If the university does not take ownership of a federally supported invention, then the regulations permit the federal agency to allow the inventors to retain ownership under 37 CFR 401.9. The inventors have still have obligations, but not nearly so many as those imposed on universities–those drafting the regulations apparently distrusted university involvement! 401.9 does not even require the inventors to file patent applications, though an agency could add that requirement as a special condition. Of course, if the inventors do not assign their invention-in-code to an organization that has as a primary function the management of inventions, then the federal agency can request assignment of the invention to the government. So inventors of code-based inventions need to have a talk with their program officers before making a decision about patents.
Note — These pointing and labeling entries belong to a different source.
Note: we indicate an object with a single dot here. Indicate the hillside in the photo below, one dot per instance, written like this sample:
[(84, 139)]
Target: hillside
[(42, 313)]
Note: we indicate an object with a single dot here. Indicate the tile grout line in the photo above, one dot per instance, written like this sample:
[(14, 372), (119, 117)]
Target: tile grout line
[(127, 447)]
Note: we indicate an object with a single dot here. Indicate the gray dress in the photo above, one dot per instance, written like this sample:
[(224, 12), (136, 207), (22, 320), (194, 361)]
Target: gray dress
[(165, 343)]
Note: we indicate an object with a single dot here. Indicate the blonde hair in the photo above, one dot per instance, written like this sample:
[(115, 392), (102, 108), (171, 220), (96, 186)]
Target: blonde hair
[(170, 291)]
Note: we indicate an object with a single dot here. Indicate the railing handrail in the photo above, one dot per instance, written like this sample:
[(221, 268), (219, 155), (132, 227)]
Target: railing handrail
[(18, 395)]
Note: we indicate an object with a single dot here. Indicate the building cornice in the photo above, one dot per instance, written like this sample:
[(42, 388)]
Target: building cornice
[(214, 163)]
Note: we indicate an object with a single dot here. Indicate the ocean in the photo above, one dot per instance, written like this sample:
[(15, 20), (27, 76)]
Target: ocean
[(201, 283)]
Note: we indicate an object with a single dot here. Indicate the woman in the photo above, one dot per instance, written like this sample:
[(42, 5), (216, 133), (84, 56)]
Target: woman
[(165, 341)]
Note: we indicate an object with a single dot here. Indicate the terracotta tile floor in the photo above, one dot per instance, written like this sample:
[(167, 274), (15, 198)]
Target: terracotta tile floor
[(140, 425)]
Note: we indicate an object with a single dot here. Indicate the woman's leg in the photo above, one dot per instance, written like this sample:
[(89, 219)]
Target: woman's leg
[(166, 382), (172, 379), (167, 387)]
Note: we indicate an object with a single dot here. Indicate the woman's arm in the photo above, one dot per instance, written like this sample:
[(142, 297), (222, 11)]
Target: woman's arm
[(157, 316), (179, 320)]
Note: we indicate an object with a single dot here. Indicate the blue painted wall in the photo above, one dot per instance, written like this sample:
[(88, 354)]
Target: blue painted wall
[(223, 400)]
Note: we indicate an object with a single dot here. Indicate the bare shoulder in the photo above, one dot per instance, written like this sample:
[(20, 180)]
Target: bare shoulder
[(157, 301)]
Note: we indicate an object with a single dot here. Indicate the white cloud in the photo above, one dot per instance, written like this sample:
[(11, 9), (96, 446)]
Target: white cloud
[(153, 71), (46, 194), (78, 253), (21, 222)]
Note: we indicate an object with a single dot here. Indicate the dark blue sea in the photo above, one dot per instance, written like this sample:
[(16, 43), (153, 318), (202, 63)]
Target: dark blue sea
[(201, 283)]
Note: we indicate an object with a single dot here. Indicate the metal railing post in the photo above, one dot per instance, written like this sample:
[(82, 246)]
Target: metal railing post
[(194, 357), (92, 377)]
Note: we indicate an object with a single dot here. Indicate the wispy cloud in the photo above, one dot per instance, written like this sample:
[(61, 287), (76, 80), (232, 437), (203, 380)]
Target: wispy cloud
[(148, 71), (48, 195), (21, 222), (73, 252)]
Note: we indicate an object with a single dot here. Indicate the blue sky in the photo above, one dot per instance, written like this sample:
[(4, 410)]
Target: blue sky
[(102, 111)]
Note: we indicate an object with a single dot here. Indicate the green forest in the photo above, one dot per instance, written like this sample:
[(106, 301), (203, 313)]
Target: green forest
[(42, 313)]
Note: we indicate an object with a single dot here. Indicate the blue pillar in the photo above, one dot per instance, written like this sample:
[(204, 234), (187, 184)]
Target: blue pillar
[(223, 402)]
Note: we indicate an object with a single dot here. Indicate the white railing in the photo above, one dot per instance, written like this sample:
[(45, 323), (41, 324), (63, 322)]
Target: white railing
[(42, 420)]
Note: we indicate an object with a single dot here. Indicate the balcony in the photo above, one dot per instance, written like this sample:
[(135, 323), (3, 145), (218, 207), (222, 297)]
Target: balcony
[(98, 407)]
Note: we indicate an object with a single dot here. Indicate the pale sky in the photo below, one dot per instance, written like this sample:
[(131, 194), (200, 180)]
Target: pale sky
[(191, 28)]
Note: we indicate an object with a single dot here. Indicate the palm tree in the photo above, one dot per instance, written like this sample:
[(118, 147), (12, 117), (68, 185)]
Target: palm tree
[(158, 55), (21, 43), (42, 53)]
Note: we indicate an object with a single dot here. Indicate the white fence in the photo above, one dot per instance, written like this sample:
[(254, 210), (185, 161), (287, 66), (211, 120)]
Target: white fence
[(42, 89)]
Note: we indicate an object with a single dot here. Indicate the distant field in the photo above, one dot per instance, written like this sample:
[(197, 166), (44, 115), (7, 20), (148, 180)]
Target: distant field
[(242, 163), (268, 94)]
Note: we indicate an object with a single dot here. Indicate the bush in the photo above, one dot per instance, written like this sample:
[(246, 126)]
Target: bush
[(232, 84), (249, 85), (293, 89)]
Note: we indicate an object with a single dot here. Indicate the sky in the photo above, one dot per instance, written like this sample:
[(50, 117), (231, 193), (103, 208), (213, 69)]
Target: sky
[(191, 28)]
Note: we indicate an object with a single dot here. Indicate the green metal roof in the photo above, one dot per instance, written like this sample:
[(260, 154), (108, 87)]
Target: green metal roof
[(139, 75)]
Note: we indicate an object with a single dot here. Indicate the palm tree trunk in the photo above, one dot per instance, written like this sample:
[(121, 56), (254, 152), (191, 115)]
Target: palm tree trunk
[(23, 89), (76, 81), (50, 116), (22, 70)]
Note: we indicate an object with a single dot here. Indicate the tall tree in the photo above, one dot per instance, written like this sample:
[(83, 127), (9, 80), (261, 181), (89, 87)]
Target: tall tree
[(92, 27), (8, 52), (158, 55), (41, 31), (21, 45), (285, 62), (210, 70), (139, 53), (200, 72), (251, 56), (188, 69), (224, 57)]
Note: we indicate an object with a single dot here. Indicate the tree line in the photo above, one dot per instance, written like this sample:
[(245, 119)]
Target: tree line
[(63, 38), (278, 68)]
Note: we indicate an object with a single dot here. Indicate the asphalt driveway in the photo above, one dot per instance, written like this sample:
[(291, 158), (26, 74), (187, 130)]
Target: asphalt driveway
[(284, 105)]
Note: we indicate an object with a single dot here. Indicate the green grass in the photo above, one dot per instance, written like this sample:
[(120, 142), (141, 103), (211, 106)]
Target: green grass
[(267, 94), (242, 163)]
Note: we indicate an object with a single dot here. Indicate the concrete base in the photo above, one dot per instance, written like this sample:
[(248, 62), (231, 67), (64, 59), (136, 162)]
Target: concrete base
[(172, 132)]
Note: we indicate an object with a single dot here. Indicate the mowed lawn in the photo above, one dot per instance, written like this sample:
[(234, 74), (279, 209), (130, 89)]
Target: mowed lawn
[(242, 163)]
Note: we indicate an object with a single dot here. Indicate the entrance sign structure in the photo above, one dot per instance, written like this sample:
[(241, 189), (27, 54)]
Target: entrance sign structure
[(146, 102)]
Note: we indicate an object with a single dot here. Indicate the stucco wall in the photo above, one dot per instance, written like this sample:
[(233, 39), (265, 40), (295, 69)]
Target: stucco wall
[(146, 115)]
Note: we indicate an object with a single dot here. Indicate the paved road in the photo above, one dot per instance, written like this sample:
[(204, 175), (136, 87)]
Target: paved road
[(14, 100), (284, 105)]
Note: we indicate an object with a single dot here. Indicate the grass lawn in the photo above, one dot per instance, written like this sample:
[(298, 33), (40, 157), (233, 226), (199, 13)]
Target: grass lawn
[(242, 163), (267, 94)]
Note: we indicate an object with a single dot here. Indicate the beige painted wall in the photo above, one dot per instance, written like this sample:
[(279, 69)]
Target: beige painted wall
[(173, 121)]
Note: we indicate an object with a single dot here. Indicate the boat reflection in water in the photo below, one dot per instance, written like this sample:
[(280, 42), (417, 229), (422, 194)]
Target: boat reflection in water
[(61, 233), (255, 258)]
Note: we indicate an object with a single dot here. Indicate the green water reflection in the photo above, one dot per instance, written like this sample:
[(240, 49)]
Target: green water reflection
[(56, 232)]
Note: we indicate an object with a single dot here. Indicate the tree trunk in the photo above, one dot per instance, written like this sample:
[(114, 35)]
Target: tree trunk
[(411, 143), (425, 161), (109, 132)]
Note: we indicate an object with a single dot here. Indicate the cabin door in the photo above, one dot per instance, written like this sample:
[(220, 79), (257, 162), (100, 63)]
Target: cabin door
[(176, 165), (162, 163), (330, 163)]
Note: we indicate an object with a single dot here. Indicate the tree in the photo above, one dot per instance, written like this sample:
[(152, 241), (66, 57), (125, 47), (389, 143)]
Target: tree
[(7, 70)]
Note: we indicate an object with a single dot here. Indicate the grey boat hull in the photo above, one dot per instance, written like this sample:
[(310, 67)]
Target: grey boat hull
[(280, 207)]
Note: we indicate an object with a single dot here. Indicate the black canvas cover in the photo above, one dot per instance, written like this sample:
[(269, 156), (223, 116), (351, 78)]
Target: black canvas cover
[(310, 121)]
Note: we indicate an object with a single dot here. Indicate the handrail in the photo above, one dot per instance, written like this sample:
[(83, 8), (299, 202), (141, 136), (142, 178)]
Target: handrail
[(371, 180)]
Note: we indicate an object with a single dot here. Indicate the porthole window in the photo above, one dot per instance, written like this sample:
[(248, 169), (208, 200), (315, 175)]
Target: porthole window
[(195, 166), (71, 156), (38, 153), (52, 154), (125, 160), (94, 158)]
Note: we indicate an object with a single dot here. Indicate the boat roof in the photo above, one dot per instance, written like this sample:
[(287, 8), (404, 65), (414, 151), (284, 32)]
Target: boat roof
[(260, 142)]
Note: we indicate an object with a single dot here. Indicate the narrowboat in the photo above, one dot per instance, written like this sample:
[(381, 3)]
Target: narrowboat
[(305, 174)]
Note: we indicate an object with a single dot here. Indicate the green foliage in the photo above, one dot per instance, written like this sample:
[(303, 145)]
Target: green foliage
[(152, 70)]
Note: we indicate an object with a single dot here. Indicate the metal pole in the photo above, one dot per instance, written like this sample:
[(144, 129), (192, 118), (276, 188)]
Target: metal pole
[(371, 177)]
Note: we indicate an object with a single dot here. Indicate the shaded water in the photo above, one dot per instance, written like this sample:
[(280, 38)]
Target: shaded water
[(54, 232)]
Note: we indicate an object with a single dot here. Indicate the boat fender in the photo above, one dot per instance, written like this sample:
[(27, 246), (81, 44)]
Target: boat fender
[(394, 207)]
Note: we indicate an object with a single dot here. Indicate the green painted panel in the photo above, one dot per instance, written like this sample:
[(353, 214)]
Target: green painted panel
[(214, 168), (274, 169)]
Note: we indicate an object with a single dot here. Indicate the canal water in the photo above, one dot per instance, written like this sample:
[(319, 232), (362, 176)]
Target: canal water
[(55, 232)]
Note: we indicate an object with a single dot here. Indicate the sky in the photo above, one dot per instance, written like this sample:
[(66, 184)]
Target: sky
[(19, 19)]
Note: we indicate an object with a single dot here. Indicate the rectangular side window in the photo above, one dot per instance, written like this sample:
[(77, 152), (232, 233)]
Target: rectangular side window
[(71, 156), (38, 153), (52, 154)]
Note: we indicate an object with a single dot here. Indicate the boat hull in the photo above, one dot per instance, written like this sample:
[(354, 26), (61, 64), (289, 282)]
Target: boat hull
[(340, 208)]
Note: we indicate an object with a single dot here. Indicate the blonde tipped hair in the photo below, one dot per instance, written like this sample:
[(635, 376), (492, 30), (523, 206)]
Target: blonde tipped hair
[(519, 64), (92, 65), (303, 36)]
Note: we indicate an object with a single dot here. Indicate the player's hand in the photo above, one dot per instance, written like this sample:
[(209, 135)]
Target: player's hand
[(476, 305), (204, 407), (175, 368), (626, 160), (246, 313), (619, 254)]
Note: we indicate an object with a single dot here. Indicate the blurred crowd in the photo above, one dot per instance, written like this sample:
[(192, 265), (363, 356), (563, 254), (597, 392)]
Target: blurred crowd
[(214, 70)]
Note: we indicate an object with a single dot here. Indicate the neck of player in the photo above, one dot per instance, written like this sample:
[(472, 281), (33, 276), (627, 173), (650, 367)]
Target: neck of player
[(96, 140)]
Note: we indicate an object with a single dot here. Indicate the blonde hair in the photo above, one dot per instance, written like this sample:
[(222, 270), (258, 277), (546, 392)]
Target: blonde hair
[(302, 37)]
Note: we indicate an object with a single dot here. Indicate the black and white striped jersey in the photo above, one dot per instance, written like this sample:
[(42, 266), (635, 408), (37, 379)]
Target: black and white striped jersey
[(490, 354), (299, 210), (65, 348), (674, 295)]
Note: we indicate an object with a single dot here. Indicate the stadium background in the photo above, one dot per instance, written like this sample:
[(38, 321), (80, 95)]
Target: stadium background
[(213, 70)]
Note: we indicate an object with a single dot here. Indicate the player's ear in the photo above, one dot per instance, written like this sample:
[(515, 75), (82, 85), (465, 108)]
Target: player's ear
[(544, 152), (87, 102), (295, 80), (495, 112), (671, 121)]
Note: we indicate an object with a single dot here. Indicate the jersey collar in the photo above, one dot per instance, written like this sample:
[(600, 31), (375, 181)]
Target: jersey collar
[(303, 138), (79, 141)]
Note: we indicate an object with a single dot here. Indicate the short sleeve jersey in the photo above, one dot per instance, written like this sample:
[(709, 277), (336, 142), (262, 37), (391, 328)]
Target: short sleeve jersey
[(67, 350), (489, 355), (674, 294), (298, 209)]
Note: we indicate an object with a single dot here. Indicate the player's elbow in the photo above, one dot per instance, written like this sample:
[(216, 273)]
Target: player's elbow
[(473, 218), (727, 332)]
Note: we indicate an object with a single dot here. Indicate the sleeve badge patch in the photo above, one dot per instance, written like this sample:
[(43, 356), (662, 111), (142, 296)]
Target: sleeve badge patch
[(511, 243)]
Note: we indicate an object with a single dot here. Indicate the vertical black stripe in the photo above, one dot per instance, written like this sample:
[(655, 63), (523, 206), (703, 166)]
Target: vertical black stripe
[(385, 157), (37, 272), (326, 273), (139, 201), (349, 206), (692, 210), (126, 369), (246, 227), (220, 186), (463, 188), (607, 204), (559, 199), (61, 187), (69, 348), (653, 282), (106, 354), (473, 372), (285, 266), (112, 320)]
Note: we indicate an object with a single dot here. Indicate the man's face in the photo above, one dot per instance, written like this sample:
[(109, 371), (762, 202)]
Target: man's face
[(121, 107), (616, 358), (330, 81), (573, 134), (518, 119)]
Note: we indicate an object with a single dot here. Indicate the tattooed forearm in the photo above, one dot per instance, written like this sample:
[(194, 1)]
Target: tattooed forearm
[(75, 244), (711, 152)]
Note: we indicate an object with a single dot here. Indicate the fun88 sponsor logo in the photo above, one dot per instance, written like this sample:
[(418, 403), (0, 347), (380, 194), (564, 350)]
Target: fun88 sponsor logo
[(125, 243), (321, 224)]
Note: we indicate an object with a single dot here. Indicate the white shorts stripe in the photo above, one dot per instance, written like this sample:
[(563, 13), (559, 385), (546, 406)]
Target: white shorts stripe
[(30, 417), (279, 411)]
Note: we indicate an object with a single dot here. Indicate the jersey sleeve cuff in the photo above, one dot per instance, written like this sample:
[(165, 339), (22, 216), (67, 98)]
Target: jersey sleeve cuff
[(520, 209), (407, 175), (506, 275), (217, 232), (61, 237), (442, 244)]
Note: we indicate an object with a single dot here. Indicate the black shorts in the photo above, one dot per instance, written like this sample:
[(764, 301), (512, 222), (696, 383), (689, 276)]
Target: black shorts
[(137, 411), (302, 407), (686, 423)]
If the code does not embody a patentable invention, then for federal grants to universities 2 CFR 200.315(b) and (d)-(e) control–copyright and data rights. Neither is incompatible with open source software distribution, regardless of whether the university ends up claiming copyrights in the code. Section 315(e) is especially interesting for open source, as is section 316. Section 315(e) requires the university to use the property (“intangible assets”–including copyrights and patents) for the “originally-authorized purpose.” Section 316 goes further: if the university claims to acquire inventions from researchers supported by federal funds as a *condition of employment*, then the university is acquiring the rights to patent applications and patents *with federal funds obtained under the funding agreement*. Section 316 requires the property “to be held in trust by the recipient [i.e., the university] as a trustee for the beneficiaries of the project or program under which the property was acquired or improved.” If a grant proposal includes an expectation of open source distribution, the university, if it becomes the owner of patents or copyrights in the code, is obligated by the funding agreement to support that open source distribution. As a matter of general practice, however, university licensing personnel ignore these provisions.
In short, Bayh-Dole formally is a non-issue for open source.
The NIH, for instance, has various guidelines on sharing research tools and data that are highly consistent with open source:
exclusive licenses for research tools . . . should generally be avoided except in cases where the licensee undertakes to make the research tool widely available to researchers through unrestricted sale, or the licensor retains rights to make the research tool widely available….
(from NIH’s Principles and Guidelines for…Disseminating Biomedical Research Resources,” Federal Register 72095).
All the complications attributable to Bayh-Dole come from university patent licensing practice. These practices are often supported by university patent policy demands that licensing personnel have also drafted. Their claim supporting such policy demands has been that federal law (Bayh-Dole) requires institutional ownership and efforts to “commercialize” inventions. Commercialization (again, in general University licensing practice) means exclusive licensing to an established company, and if not to an established company, then to speculative monopolist investors, and if they won’t play, then to shell startups in the hope that in the future speculative monopolists will appear to buy the shell companies. Typical university exclusive licenses forbid open source distribution of the licensed code.
So university licensing practice, not Bayh-Dole, is the cork in the keg of open source, exchange of research ideas expressed in code or digital data, collaboration, public access, common platforms, and further code development.